In the report, India Ratings and Research (Ind-Ra) says, "IPM reported total sales of Rs135.4 billion for October 2020. On moving average total basis for the past 12 months, the growth was 3.9% at Rs1,440 billion for October 2020. We see an increased number of prescriber interactions with patients and increased sales and marketing activities by pharmaceutical companies, with unlocking."
According to the report, for the first time in the past seven months, revenues in acute therapies grew 8.2% in October 2020 compared with 4% in September and -5% recorded in August, while chronic segment rose 13.1%.
On moving annual total (MAT) basis, revenues in acute therapies grew 1%, while chronic and sub-chronic therapies 9% and 3%, respectively.
However, as per the report, growth in acute and chronic segments is lower than in cardiac and vitamins. During October, acute therapies such as anti-infective, vitamins, gastro and derma witnessed healthy revenue growth of 7.5%, 22.6%, 13.6% and 10.0%, respectively. At the same time, chronic therapies continued their growth outperformance with cardiac, anti-diabetic and central nervous system (CNS) reporting 19.6%, 9.5% and 9.8%, respectively.
Growth in the acute segment was led by Favipiravir and Remdesivir used in the treatment of COVID-19. Overall, the acute segment that constitutes 45% of IPM, grew 8.2%, while chronic segment that forms balance 55% of IPM, rose 13.1% in October 2020, Ind-Ra says.
During October 2020, Glenmark Pharmaceuticals, Aristo Pharma Pvt Ltd and Mankind Pharma Ltd significantly outperformed the market, with a growth of 16.6%, 12.3% and 8.6%, respectively. This was led by higher sales of COVID-19-related products and the continued outperformance of chronic therapies, the rating agency says.

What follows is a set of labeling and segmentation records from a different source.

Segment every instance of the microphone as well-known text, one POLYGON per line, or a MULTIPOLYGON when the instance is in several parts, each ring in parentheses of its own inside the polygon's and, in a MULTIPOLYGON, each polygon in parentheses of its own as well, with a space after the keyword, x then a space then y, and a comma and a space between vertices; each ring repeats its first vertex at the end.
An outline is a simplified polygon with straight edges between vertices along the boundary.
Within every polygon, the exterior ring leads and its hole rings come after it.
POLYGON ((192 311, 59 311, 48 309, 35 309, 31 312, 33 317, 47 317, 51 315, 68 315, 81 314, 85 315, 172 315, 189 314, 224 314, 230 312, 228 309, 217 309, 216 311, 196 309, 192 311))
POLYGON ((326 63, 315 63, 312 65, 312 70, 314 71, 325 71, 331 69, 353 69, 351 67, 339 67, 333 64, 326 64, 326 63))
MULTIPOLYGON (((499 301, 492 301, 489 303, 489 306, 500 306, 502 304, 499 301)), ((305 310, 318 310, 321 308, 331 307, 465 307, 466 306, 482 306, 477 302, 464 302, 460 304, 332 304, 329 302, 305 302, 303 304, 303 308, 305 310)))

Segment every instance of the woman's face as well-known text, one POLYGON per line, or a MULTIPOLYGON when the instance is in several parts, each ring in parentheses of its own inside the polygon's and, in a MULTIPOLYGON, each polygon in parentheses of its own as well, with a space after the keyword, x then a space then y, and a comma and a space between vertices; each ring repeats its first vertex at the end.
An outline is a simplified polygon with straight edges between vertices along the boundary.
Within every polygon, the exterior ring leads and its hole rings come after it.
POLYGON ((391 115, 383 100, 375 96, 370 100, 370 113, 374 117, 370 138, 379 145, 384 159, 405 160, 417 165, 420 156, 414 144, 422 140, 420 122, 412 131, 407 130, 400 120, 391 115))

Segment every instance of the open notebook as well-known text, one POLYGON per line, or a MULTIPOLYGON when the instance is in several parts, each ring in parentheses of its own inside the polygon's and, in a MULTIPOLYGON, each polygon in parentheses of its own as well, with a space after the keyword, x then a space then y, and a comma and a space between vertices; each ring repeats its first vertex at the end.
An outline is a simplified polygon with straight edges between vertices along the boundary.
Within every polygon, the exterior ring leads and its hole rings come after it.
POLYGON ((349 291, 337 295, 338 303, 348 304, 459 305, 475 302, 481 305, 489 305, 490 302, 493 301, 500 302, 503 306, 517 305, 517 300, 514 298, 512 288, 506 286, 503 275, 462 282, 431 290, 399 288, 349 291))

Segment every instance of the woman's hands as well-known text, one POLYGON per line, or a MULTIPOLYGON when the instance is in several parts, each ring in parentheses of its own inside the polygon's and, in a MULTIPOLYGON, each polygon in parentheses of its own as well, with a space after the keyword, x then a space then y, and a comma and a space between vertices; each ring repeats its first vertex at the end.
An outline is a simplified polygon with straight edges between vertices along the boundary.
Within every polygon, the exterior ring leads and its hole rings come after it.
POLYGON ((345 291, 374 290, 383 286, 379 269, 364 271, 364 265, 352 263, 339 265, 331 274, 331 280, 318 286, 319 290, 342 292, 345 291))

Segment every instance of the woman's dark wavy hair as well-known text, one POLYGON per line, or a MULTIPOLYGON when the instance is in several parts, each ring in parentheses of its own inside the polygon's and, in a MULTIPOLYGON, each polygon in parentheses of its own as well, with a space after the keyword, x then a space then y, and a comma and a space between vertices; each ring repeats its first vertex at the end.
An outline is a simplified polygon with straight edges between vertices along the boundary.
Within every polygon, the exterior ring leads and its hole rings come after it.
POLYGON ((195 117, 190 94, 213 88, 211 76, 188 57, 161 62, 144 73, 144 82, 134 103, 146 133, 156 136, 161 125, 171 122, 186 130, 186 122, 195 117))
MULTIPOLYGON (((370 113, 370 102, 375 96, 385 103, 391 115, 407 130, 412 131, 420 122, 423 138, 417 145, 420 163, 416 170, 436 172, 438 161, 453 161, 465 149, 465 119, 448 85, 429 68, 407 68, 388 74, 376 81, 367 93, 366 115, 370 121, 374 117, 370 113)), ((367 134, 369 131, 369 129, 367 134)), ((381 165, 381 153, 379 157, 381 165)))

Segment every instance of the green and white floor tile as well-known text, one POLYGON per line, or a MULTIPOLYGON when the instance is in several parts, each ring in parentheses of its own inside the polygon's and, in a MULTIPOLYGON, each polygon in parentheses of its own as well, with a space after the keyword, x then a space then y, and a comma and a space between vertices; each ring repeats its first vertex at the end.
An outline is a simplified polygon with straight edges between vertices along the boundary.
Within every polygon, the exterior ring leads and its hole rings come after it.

Led by COVID-19, there were extended lock-downs, deferment of elective surgeries and restrictions on medical representatives’ movement. Many of the hospitals have shut their outpatient departments (OPDs) and doctors have stopped going to their clinics.
"This has impacted the generation of new prescriptions which is an important growth driver for the pharma industry. The overall IPM performance was impacted during the first quarter (1Q) of FY21 while a recovery was seen in 2QFY21. When compared with other sectors, pharma is less impacted because of its essential service nature," Ind-Ra added.
With gradual unlocking, activity levels are picking up in hospitals and clinics, which should help the pharma industry to gather momentum, the ratings agency says. On IPM performance, it says, there was less impact on growth in 4QFY19-20 due to the availability of inventory at the chemist level and IPM grew 1% in 2QFY20-21 as against a decline of 5.9% in 1QFY20-21.
Ind-Ra says it expects overall normalisation of operations from 3QFY20-21. "We see growth in the chronic segment while lower growth in acute. Pharma companies have deferred their new launches while focusing on digital marketing," the report concludes.